The options in free agency that would be a significant improvement over the current roster are about gone, which means the Cavs would need to make a trade to get a good shooter.  One guy who might be available without costing a lot is Quincy Pondexter of the Grizzlies.  He shot 39.5% from three last year and would seem to be expendable after the Grizzlies signed Mike Miller and started negotiating with Mo Williams.  He is under contract for next year at 2.2 million, with a team option for the following year at 3.3 million, so he would fit under the mid-level exception for the Cavs and would not cost anything past this year if Sergey Karasev develops into a real threat.  The Grizzlies are always looking for a way to cut payroll, and if Pondexter is now stuck behind Tayshaun Prince, Tony Allen, and Miller at the wing positions, 2.2 million might seem like an extravagance to them.  It would be a similar situation to how the Cavs landed Mo Speights and Ellington last year, when they lost playing time and began to look too expensive for their production to the Grizzlies.

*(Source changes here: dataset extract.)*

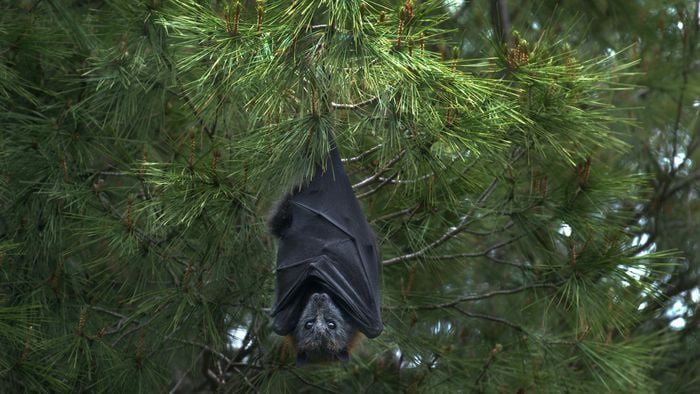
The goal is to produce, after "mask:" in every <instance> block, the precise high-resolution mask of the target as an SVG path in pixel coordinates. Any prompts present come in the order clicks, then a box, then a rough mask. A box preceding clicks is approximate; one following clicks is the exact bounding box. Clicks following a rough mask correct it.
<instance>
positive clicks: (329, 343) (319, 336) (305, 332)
mask: <svg viewBox="0 0 700 394" xmlns="http://www.w3.org/2000/svg"><path fill="white" fill-rule="evenodd" d="M354 331H355V329H354V327H353V326H352V324H351V323H350V321H349V320H348V318H347V317H346V316H345V314H344V313H343V312H342V311H341V310H340V309H339V308H338V306H337V305H336V304H335V303H334V302H333V300H332V299H331V297H330V296H329V295H328V294H326V293H314V294H312V295H311V297H310V298H309V301H308V302H307V304H306V306H305V307H304V311H303V312H302V313H301V316H300V317H299V322H297V326H296V328H295V329H294V342H295V344H296V347H297V351H298V353H299V354H300V355H302V354H303V355H306V354H307V353H309V354H312V355H319V354H321V355H323V354H326V355H331V356H336V357H338V358H341V359H342V358H343V357H344V358H347V347H348V344H349V342H350V340H351V338H352V336H353V334H354Z"/></svg>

Considering that the Cavs would not trade any of their core players (the six draft picks from the last three drafts, plus Varejao, Jack, Clark, and Bynum) and Gee and Miles play the same position and make about the same money as Pondexter so would not interest the Grizzlies.  That leaves trading a future draft pick.  That has always been blasphemy to Chris Grant, which is sensible when you expect to be in the top five, but those days are hopefully over.  If the Grizzlies would take a second round pick or two for Pondexter, I would make the deal.  He would contribute more to this team than Chris Quinn and probably Carrick Felix, and may actually help win a game or two at some point this season.